Quorum: A majority of the voting members present at any membership meeting shall constitute a quorum.

Article V: Board of Trustees

There shall be five members of the Board of Trustees, to be elected by the membership. Elections shall occur at the annual meeting.

Term of office: All Board of Trustees members shall serve terms of two years and shall continue to serve until replaced.

Article VI: Officers

The officers of the organization shall be Chair, Vice-Chair/Chair-elect, Secretary, and Treasurer. All officers shall serve terms of two years and shall continue to serve until replaced.

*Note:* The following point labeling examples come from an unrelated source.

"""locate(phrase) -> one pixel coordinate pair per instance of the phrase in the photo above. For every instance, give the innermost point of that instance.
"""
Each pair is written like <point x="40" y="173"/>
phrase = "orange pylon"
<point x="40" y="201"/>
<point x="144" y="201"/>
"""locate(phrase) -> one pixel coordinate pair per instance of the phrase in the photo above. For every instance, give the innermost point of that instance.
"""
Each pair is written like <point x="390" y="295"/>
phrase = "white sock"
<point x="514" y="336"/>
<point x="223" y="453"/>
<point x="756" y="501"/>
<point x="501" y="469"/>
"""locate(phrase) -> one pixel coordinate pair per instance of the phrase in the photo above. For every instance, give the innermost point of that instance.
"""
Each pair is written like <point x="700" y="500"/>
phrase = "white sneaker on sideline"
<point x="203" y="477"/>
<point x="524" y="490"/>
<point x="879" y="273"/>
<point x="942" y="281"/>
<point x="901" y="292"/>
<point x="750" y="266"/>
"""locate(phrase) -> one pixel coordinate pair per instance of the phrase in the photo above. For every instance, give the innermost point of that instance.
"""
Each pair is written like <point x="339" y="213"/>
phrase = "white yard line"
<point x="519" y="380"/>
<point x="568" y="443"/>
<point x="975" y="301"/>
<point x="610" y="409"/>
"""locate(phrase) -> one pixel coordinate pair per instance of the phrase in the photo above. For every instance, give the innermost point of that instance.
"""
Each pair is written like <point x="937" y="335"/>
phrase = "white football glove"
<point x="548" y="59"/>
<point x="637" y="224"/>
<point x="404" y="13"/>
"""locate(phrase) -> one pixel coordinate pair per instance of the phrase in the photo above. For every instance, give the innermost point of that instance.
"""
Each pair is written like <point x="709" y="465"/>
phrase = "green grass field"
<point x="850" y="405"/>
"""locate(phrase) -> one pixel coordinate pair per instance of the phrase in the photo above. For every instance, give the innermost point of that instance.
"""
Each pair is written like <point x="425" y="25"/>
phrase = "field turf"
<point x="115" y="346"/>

Duties: The Chair shall prepare agendas for all meetings, preside at all meetings, appoint committees, and serve as official representative for the organization. The Vice-Chair/Chair-elect shall serve in the absence of the Chair and shall coordinate the organization’s education agenda.
The Secretary shall maintain correspondence for the organization, keep minutes of all meetings and distribute them no later than two weeks after each meeting. The Treasure shall keep financial records, bill members for dues, deposit all funds in the account of the organization, and disburse funds as authorized by the Board of Trustees.

Elections: Elections of officers will occur during the organization’s annual meeting.

Article VII : Committees

Committees may be established to further the mission of the organization. Duties of such committees shall be determined at the time of their establishment. All committees shall report to the membership. All committees shall lapse twelve months after their creation unless renewed.

Article VIII: Finances

Fiscal Year: The fiscal year shall begin July 1 and end June 30.

Membership Fees: Membership fees shall be approved by a majority of the voting representatives present at a membership meeting.

Article IX: Parliamentary Authority

The rules contained in the most recent issue of Robert’s Rules of Order shall govern the proceedings of this organization in all matters not covered by the organization’s bylaws or articles of incorporation.

Article X: Activities

No substantial part of the activities of this corporation shall be the carrying on of propaganda, or otherwise attempting to influence legislation (except as otherwise provided by Internal Revenue Service code 501 [h]), or participation in, or intervening in (including the publication or distribution of statements), any political campaigning on behalf of any candidate for public office.

Article XI: Dissolution of the Organization

In order for this organization to conform with Section 501 (c) (3) of the Internal Revenue Code, the following procedures shall be followed in the event of the dissolution of the organization:

Upon dissolution of this organization, assets of the organization shall be distributed for one or more exempt purposes within the meaning of Section 501 (c) (3) of the Internal Revenue Service Code or corresponding section of any future tax code, or shall be distributed to the federal government, for a public purpose.

Article XII: Amendment of the Bylaws

These Bylaws may be amended by a two-thirds vote of those members present at a regular membership meeting, after written notice to all members at least one week prior to that meeting.